On schedule B, 100% of patients experienced AEs, and 71% had grade 3 or higher AEs. The grade 3 or higher AEs were anemia (6%), thrombocytopenia (6%), neutropenia (12%), fatigue (6%), ALT increase (6%), pyrexia (6%), pain (6%), dyspnea (6%), hypophosphatemia (6%), muscle spasms (6%), upper respiratory tract infection (6%), dehydration (6%), hyperbilirubinemia (6%), and pneumonia (12%).

 

Efficacy

 

Three patients had a partial response to treatment, including 1 patient with relapsed nodular sclerosis Hodgkin lymphoma, 1 with relapsed diffuse large B-cell lymphoma, and 1 with relapsed peripheral T-cell lymphoma.

 

Another 30 patients, 17 with lymphoma and 13 with MM, had stable disease.

 

“Although pevonedistat had modest activity as a single-agent treatment, we expect greater activity when it is given in combination with standard therapy,” Dr Shah said.

 

“The pharmacodynamics data showed that pevonedistat hit its target in cancer cells in patients at low doses.

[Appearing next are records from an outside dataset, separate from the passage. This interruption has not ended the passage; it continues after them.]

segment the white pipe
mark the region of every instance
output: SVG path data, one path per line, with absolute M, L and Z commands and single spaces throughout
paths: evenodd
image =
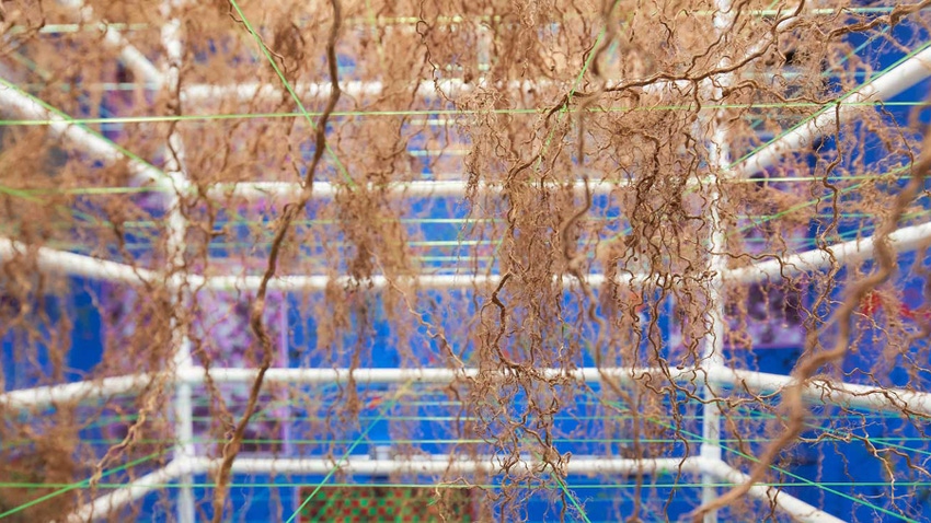
M 721 460 L 704 460 L 702 467 L 721 480 L 735 485 L 745 484 L 750 480 L 750 476 L 731 467 Z M 844 523 L 843 520 L 816 509 L 778 488 L 755 485 L 750 487 L 747 493 L 752 498 L 774 504 L 775 508 L 788 514 L 793 521 L 800 523 Z
M 219 460 L 206 457 L 193 462 L 198 473 L 209 472 L 220 465 Z M 530 474 L 539 470 L 542 462 L 529 457 L 520 458 L 513 472 Z M 595 456 L 573 456 L 566 464 L 567 474 L 675 474 L 697 473 L 702 466 L 694 457 L 664 457 L 654 460 L 605 458 Z M 359 475 L 386 474 L 474 474 L 486 472 L 501 474 L 503 460 L 499 457 L 456 458 L 447 455 L 429 457 L 410 457 L 402 460 L 372 460 L 368 456 L 352 456 L 334 462 L 326 458 L 281 458 L 281 457 L 237 457 L 232 465 L 233 474 L 327 474 L 334 468 L 343 473 Z
M 110 493 L 101 496 L 92 502 L 82 505 L 72 512 L 65 521 L 68 523 L 88 523 L 94 520 L 105 519 L 112 511 L 142 498 L 153 490 L 163 488 L 165 484 L 176 479 L 181 474 L 189 468 L 189 465 L 173 461 L 165 465 L 164 468 L 159 468 L 153 473 L 147 474 L 129 483 L 126 487 L 113 490 Z
M 852 104 L 888 100 L 928 78 L 929 74 L 931 74 L 931 48 L 922 50 L 866 85 L 851 92 L 842 102 L 839 102 L 839 111 L 835 109 L 834 104 L 827 106 L 824 112 L 802 126 L 767 143 L 735 168 L 739 176 L 745 178 L 760 173 L 786 153 L 800 151 L 808 147 L 814 138 L 830 133 L 837 125 L 838 113 L 841 119 L 847 118 L 855 109 Z
M 501 371 L 505 376 L 510 371 Z M 612 380 L 630 382 L 642 380 L 646 375 L 665 377 L 665 372 L 659 368 L 605 368 L 600 371 L 587 367 L 583 369 L 537 369 L 545 379 L 568 377 L 587 383 L 599 383 L 604 376 Z M 257 375 L 257 369 L 216 368 L 210 369 L 210 379 L 215 383 L 252 383 Z M 668 369 L 673 380 L 678 382 L 690 382 L 696 380 L 696 371 L 692 369 Z M 264 383 L 346 383 L 349 379 L 349 369 L 269 369 L 265 373 Z M 446 384 L 459 379 L 472 379 L 479 374 L 478 369 L 355 369 L 352 371 L 356 384 L 369 383 L 439 383 Z M 205 380 L 205 370 L 202 367 L 193 367 L 179 372 L 179 379 L 187 383 L 198 384 Z
M 621 82 L 610 82 L 609 88 Z M 413 86 L 413 85 L 411 85 Z M 440 97 L 440 93 L 446 98 L 469 94 L 479 88 L 489 88 L 490 82 L 484 78 L 480 78 L 474 82 L 465 83 L 459 79 L 447 79 L 434 81 L 421 81 L 416 85 L 416 95 L 426 100 Z M 396 91 L 395 86 L 389 85 L 392 91 Z M 564 91 L 570 88 L 564 82 L 554 82 L 551 80 L 512 80 L 508 82 L 495 82 L 496 90 L 510 91 L 513 95 L 529 95 L 533 92 L 540 92 L 547 89 Z M 656 81 L 655 83 L 643 86 L 642 89 L 651 94 L 662 95 L 673 91 L 688 90 L 691 83 L 687 81 L 669 82 Z M 330 82 L 301 82 L 292 86 L 295 93 L 302 98 L 317 97 L 323 98 L 330 96 L 332 85 Z M 345 81 L 340 83 L 340 89 L 347 96 L 381 96 L 384 93 L 386 85 L 378 80 L 369 81 Z M 216 84 L 189 84 L 182 88 L 182 101 L 191 102 L 196 105 L 214 101 L 222 101 L 229 97 L 234 97 L 239 102 L 249 102 L 255 98 L 279 100 L 284 94 L 284 90 L 275 84 L 269 83 L 238 83 L 227 85 Z
M 58 113 L 44 107 L 34 96 L 5 81 L 3 85 L 0 85 L 0 105 L 15 109 L 28 118 L 48 121 L 48 128 L 54 133 L 61 135 L 81 146 L 85 152 L 96 159 L 107 163 L 116 163 L 125 158 L 113 142 L 83 127 L 70 124 Z M 130 172 L 142 181 L 158 182 L 165 177 L 164 173 L 158 168 L 134 159 L 129 159 L 128 166 Z
M 37 268 L 48 272 L 134 284 L 152 282 L 157 278 L 154 272 L 131 265 L 49 247 L 34 247 L 14 240 L 0 237 L 0 262 L 13 259 L 20 255 L 28 256 L 31 251 L 35 252 Z
M 128 394 L 143 388 L 154 379 L 150 374 L 104 377 L 97 381 L 22 388 L 0 394 L 0 407 L 42 408 L 58 403 L 87 402 Z
M 562 277 L 562 284 L 572 288 L 578 282 L 571 276 Z M 598 287 L 605 283 L 605 275 L 593 274 L 586 276 L 589 286 Z M 619 275 L 616 280 L 618 284 L 628 287 L 640 287 L 644 284 L 663 284 L 664 278 L 647 278 L 643 275 Z M 215 290 L 251 290 L 257 289 L 262 282 L 261 276 L 192 276 L 188 283 L 192 288 L 202 284 Z M 268 280 L 268 289 L 281 291 L 297 290 L 323 290 L 330 284 L 329 276 L 280 276 Z M 345 286 L 352 283 L 349 277 L 336 278 L 336 284 Z M 412 278 L 398 278 L 394 283 L 399 286 L 413 284 L 422 289 L 469 289 L 471 287 L 496 286 L 501 282 L 501 275 L 419 275 Z M 375 289 L 389 287 L 389 280 L 384 276 L 376 275 L 365 281 L 359 281 L 364 287 L 371 286 Z M 674 281 L 675 283 L 675 281 Z
M 893 249 L 897 252 L 913 251 L 926 245 L 929 240 L 931 240 L 931 222 L 898 229 L 889 234 L 889 243 Z M 826 249 L 815 248 L 798 253 L 783 258 L 781 263 L 778 259 L 768 259 L 738 269 L 725 269 L 723 277 L 727 281 L 739 283 L 754 283 L 770 278 L 781 278 L 782 274 L 790 277 L 830 267 L 832 263 L 831 254 L 840 265 L 855 264 L 872 258 L 875 248 L 875 240 L 870 236 L 835 244 Z M 830 254 L 828 251 L 830 251 Z
M 797 382 L 793 376 L 745 371 L 724 367 L 708 369 L 708 377 L 715 383 L 744 388 L 755 394 L 781 392 Z M 803 394 L 813 402 L 844 408 L 867 410 L 910 411 L 931 417 L 931 393 L 858 385 L 830 380 L 811 380 Z
M 565 184 L 548 183 L 547 187 L 556 189 Z M 593 195 L 608 195 L 619 188 L 630 186 L 630 182 L 608 179 L 589 181 L 589 190 Z M 369 190 L 381 190 L 381 187 L 369 185 Z M 573 182 L 573 191 L 576 196 L 585 195 L 585 183 L 582 181 Z M 438 179 L 438 181 L 413 181 L 391 183 L 383 187 L 390 196 L 402 198 L 417 197 L 462 197 L 469 189 L 469 183 L 462 179 Z M 503 189 L 501 184 L 480 183 L 475 190 L 482 193 L 498 193 Z M 237 184 L 216 185 L 207 191 L 207 196 L 212 199 L 222 199 L 227 197 L 242 198 L 248 200 L 263 198 L 287 198 L 300 190 L 300 184 L 289 182 L 240 182 Z M 313 183 L 313 197 L 319 199 L 333 199 L 340 191 L 347 191 L 344 184 L 332 184 L 329 182 Z
M 82 22 L 93 20 L 94 11 L 90 5 L 84 4 L 83 0 L 62 0 L 64 5 L 67 5 L 81 14 Z M 106 23 L 99 23 L 97 28 L 104 33 L 104 42 L 119 50 L 119 57 L 124 63 L 136 73 L 146 83 L 161 85 L 162 74 L 159 69 L 146 58 L 146 55 L 134 47 L 123 35 Z
M 165 65 L 164 65 L 164 84 L 172 95 L 177 92 L 179 79 L 181 74 L 181 61 L 184 56 L 182 46 L 181 21 L 177 19 L 177 9 L 184 0 L 163 0 L 161 4 L 161 14 L 165 18 L 165 23 L 161 28 L 161 42 L 165 48 Z M 174 100 L 181 104 L 181 100 Z M 181 107 L 177 107 L 181 113 Z M 165 173 L 175 182 L 181 182 L 184 187 L 189 185 L 186 173 L 184 173 L 184 143 L 181 135 L 172 131 L 168 136 L 165 143 Z M 168 187 L 171 189 L 171 187 Z M 185 271 L 187 264 L 184 253 L 187 247 L 187 218 L 181 211 L 181 197 L 169 190 L 169 198 L 165 201 L 168 211 L 168 256 L 171 260 L 171 271 Z M 183 280 L 184 277 L 179 275 Z M 185 295 L 188 293 L 184 287 L 177 288 L 172 286 L 172 307 L 177 313 L 176 317 L 172 318 L 172 360 L 175 375 L 182 374 L 185 370 L 194 367 L 191 357 L 191 339 L 184 330 L 183 322 L 179 321 L 184 307 Z M 173 457 L 177 463 L 185 463 L 196 456 L 194 448 L 194 390 L 191 383 L 183 380 L 176 380 L 175 394 L 173 396 L 174 406 L 174 431 L 176 443 L 173 451 Z M 181 485 L 177 495 L 177 521 L 180 523 L 194 523 L 197 519 L 197 504 L 194 500 L 194 490 L 191 485 L 194 483 L 194 477 L 185 473 L 181 476 Z

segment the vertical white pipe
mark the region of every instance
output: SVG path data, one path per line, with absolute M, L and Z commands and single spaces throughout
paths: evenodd
M 169 93 L 177 92 L 180 81 L 181 59 L 183 54 L 181 43 L 181 22 L 176 18 L 175 9 L 179 8 L 180 0 L 165 0 L 162 3 L 162 15 L 165 16 L 165 24 L 162 26 L 161 38 L 165 49 L 168 59 L 166 69 L 164 72 L 164 88 Z M 181 100 L 175 100 L 175 103 L 181 103 Z M 179 193 L 186 186 L 186 179 L 183 174 L 183 154 L 184 149 L 181 142 L 181 137 L 176 132 L 171 132 L 168 137 L 168 150 L 165 151 L 165 173 L 169 176 L 170 185 L 166 187 L 166 209 L 168 218 L 168 255 L 171 259 L 169 265 L 170 270 L 186 271 L 184 259 L 184 251 L 186 247 L 186 230 L 187 220 L 181 211 L 181 197 Z M 172 153 L 173 152 L 173 153 Z M 179 183 L 181 182 L 181 183 Z M 187 370 L 193 368 L 191 359 L 191 339 L 184 332 L 183 323 L 179 322 L 181 312 L 184 309 L 184 293 L 186 286 L 184 282 L 187 278 L 177 278 L 177 286 L 170 286 L 170 292 L 174 293 L 174 311 L 176 317 L 172 325 L 172 344 L 173 347 L 173 364 L 176 375 L 183 375 Z M 186 463 L 195 458 L 194 449 L 194 409 L 192 405 L 193 388 L 191 383 L 183 380 L 175 380 L 175 396 L 174 396 L 174 416 L 175 416 L 175 438 L 177 439 L 174 449 L 174 461 L 176 463 Z M 194 523 L 195 521 L 195 503 L 192 484 L 194 476 L 186 472 L 179 477 L 177 489 L 177 521 L 179 523 Z
M 729 0 L 717 0 L 715 2 L 717 12 L 714 15 L 714 28 L 721 34 L 726 31 L 732 19 Z M 722 58 L 721 66 L 726 66 L 727 59 Z M 721 79 L 720 83 L 729 82 L 729 75 Z M 721 97 L 721 88 L 712 90 L 713 98 Z M 731 164 L 731 152 L 727 147 L 727 133 L 722 127 L 723 112 L 712 116 L 710 129 L 712 132 L 709 166 L 711 167 L 711 194 L 709 205 L 709 222 L 711 225 L 709 237 L 709 274 L 712 280 L 708 291 L 708 312 L 705 319 L 709 332 L 702 342 L 702 362 L 699 367 L 719 368 L 724 364 L 724 300 L 722 295 L 722 275 L 727 266 L 726 258 L 722 254 L 724 249 L 724 231 L 721 223 L 721 199 L 719 190 L 719 176 L 726 173 Z M 717 394 L 710 384 L 702 387 L 702 443 L 699 448 L 702 463 L 709 461 L 721 461 L 721 407 L 717 404 Z M 710 470 L 702 470 L 701 502 L 708 504 L 717 498 L 717 488 L 714 487 L 716 478 Z M 704 523 L 717 523 L 717 511 L 710 511 L 704 515 Z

This is important because it may mean that we do not need to escalate the dose in future trials to increase anticancer activity. This has the potential to increase the risk-benefit ratio of pevonedistat.”

 

 

 

Dr Shah said a limitation of this study is that it included a small number of patients, all of whom were very heavily pretreated, which may limit assessment of how active pevonedistat could be.